Мразь. Вечные - страница 2
Ядыга́р подошёл к Седому и обратился на чистейшем русском языке, будто и сам был родом с Новгородских земель:
– Вы пришли к моему святилищу. Вы хотели напасть на моих спящих соратников. Вы хотели убить нас и ограбить. Я не возьму с тебя больше, чем потребуется, чтобы исправить сделанное вами.
Ушкуйник, не зная, что его напугало больше, сама странная речь или уже то, что вождь вотяков заговорил с ним на людском, просто закивал. Вотяки, конечно, торговали с купцами, идущими по Вятке, но словарный запас дикарей редко заходил за пределы натурального обмена. Ядыга́р провёл Седого к костру, как дорогого гостя. У пламени уже сидел Кама́й и держал на алых углях несколько мечей. К ним подошёл еще один мужчина. Никак не показывая боль, он молча протянул руку прорубленную мечом ниже плеча. Мышца была прорезана до самой кости, кровь текла, не переставая, сам воин, казалось, уже еле держится на ногах. Вождь сухо кивнул, забрал у раненого меч из левой руки и приставил его к руке Седого. Резким движением он прорезал ему плечо. Седой закричал от боли, нарушая жуткую ритуальную тишину происходящего, и попытался выдернуть руку. Кама́й сразу перехватил его и прижёг раскаленным мечом свежую рану, отчего старик смог только захрипеть сорванной глоткой. Вождь в это время уже убирал руки с плеча раненого вотяка. На руке у дикаря не осталось даже шрама. Седой выпученными глазами смотрел то на результат чудесного исцеления, то на свой еще дымящийся после прижигания порез на руке. Ядыга́р взглянул на него, и как будто бы грустно повторил:
– Я не возьму с тебя больше, чем потребуется.
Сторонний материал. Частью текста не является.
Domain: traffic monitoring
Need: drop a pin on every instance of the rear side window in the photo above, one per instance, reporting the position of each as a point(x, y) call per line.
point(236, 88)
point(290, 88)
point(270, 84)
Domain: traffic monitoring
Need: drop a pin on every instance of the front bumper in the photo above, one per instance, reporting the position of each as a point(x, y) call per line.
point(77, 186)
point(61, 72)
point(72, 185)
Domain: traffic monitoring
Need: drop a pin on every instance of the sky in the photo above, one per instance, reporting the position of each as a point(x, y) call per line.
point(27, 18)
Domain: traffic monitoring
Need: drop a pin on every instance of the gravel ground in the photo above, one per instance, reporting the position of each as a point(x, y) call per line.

К костру приблизились остальные раненые.
Сразу после прибытия в Хлынов, Киприа́н своими глазами увидел последствия расквартирования почти сотни ушкуев. Хоть после отплытия большей части Новгородского флота на юг прошла уже пара месяцев, многие дома оставались заброшенными, а прогоревшие срубы никто так и не убрал. Лишь острог в центральной части поселения был полностью восстановлен и вновь заселен. Киприа́н, отправленный с миссией сразу после пострига в иноки, был одет в черный кафтан однорядку с нерасшитым черным куколем на голове. Такое одеяние не только позволяло ему быстро перемещаться как на лошадях, так и пешком, но и сразу указывало на принадлежность к монашескому ордену.
В Юрьев монастырь Киприа́н попал после ранения, полученного во время одного из набегов. И двух зим не прошло, как он, оправившийся от ран и прошедший малый постриг, снова спускался на ушкуе по Вятке. Но теперь он был не одним из хлыновцев – как еще называли речных пиратов, он был миссионером. До его монастыря не раз доходили слухи о местных целителях. Там, где река уходит на восток, начинаются земли дикарей вотяков, чьи шаманы якобы могут исцелять прикосновением. Последней каплей терпения духовенства стало появление искалеченного блаженного на улицах Хлынова, кричащего день и ночь об адских демонах несущих великое чудо. Пока Новгородская епархия собирает группу иноков-воинов, чтобы вырезать новый очаг ереси, из его и, наверное, других близлежащих монастырей, затребовали выслать миссионеров.
Целью Киприа́на было найти язычников и обратить их к истинной вере до прибытия инквизиции. Но на деле ни он сам, ни снаряжавший его в путь отец Григорий не верили, что инок найдёт слова, чтобы обернуть язычников в христианство. В монастыре он оставался чужаком, так что ни капли не удивился, когда именно его отправили на самоубийственную миссию.